Austerity generally refers to a policy tool used by central banks to achieve macroeconomic objectives.
This is when the economy is overheating, aggregate demand is greater than aggregate supply, inflation in the economy, the use of tight monetary policy.
The popular meaning is: THE government thinks there is too much money in circulation and wants to reduce the monetary policy adopted a bit!
The tight monetary policy generally means that when the economy has inflation, the central government will raise interest rates to curb consumption growth and control the excessive growth of prices, so as to control inflation.
The central bank will adopt a tight monetary policy in order to reduce investment and compress demand by controlling the rise.

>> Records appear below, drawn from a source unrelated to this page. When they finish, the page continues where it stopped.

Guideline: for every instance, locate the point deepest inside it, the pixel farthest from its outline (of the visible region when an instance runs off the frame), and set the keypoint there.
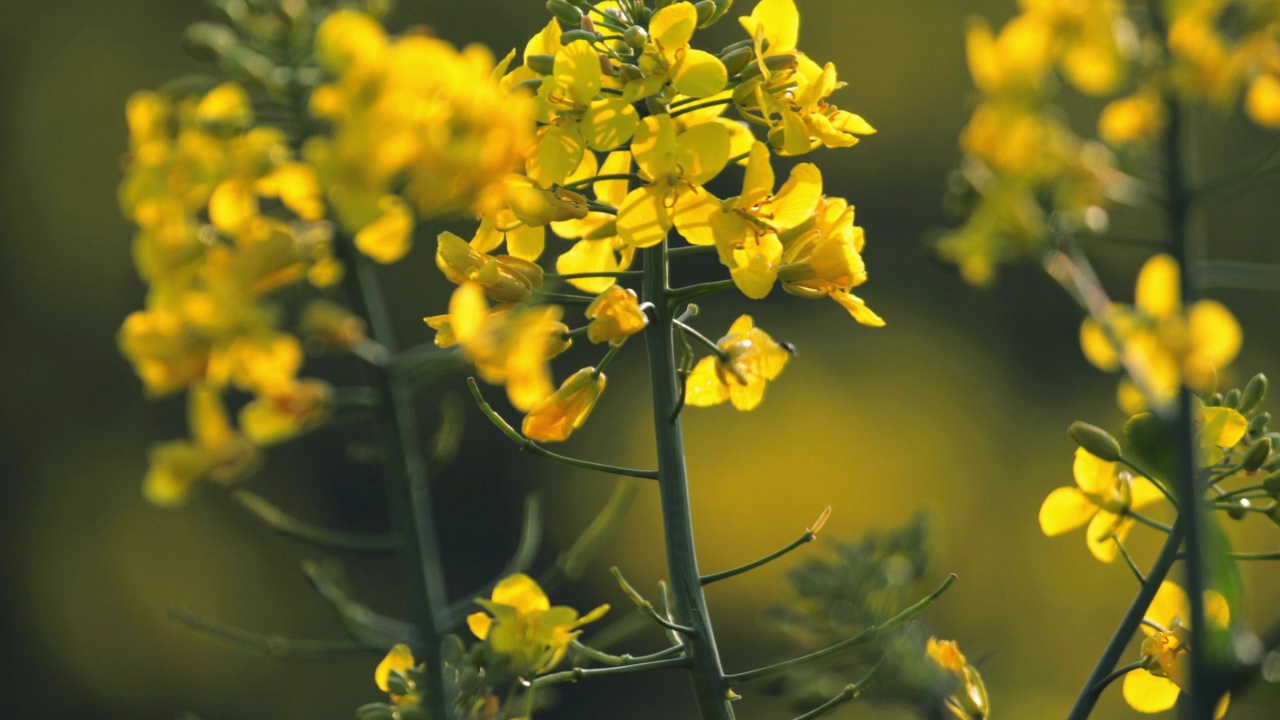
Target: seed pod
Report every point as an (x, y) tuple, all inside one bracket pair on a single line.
[(540, 64), (635, 36), (1271, 483), (1095, 440), (1258, 423), (1256, 455), (1253, 393), (736, 60), (574, 35), (565, 13)]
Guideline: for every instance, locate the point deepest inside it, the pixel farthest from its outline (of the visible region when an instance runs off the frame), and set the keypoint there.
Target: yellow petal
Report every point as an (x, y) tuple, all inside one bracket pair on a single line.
[(608, 123), (1148, 693), (704, 388), (699, 74), (400, 659), (1064, 510), (1159, 292), (673, 26)]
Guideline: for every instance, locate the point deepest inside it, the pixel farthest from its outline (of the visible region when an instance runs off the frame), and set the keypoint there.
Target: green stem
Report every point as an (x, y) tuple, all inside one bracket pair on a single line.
[(869, 634), (689, 602), (1133, 618), (534, 449), (408, 496)]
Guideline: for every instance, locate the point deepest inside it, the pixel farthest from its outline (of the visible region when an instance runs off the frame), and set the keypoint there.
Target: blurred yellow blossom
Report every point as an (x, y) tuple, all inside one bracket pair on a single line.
[(749, 360), (522, 624)]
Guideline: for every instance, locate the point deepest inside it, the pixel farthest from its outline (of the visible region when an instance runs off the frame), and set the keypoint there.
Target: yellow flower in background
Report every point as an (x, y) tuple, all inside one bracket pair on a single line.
[(508, 346), (752, 359), (503, 278), (968, 700), (565, 410), (398, 662), (1161, 341), (1102, 497), (215, 451), (1155, 687), (522, 624)]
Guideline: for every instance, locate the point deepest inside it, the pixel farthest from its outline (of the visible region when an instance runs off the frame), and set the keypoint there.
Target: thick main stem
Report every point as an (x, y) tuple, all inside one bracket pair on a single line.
[(688, 598), (407, 491), (1128, 625)]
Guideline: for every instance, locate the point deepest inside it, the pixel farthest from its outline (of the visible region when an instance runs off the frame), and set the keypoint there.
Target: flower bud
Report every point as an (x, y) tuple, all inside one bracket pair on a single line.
[(1095, 440), (736, 60), (1253, 393), (1258, 423), (565, 13), (1256, 455), (1271, 483), (575, 35), (635, 36), (542, 64)]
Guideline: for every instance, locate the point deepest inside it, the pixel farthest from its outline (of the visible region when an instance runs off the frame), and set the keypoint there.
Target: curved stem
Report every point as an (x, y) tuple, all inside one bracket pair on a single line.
[(689, 602)]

The decline of aggregate demand will make aggregate supply and demand tend to balance and decrease.
1. Expansionary Expansionary monetary policy is to stimulate aggregate demand by increasing the growth rate of money supply. Under this policy, credit is easier to obtain and interest rate will be reduced.
Thus, an expansionary monetary policy is most appropriate when aggregate demand is low relative to the productive capacity of the economy.
2. Contractionary monetary policy is to reduce the level of aggregate demand by cutting the growth rate of money supply. Under this policy, it is more difficult to obtain credit and the interest rate increases accordingly.
Therefore, when inflation is serious, it is more appropriate to adopt a contractionary monetary policy.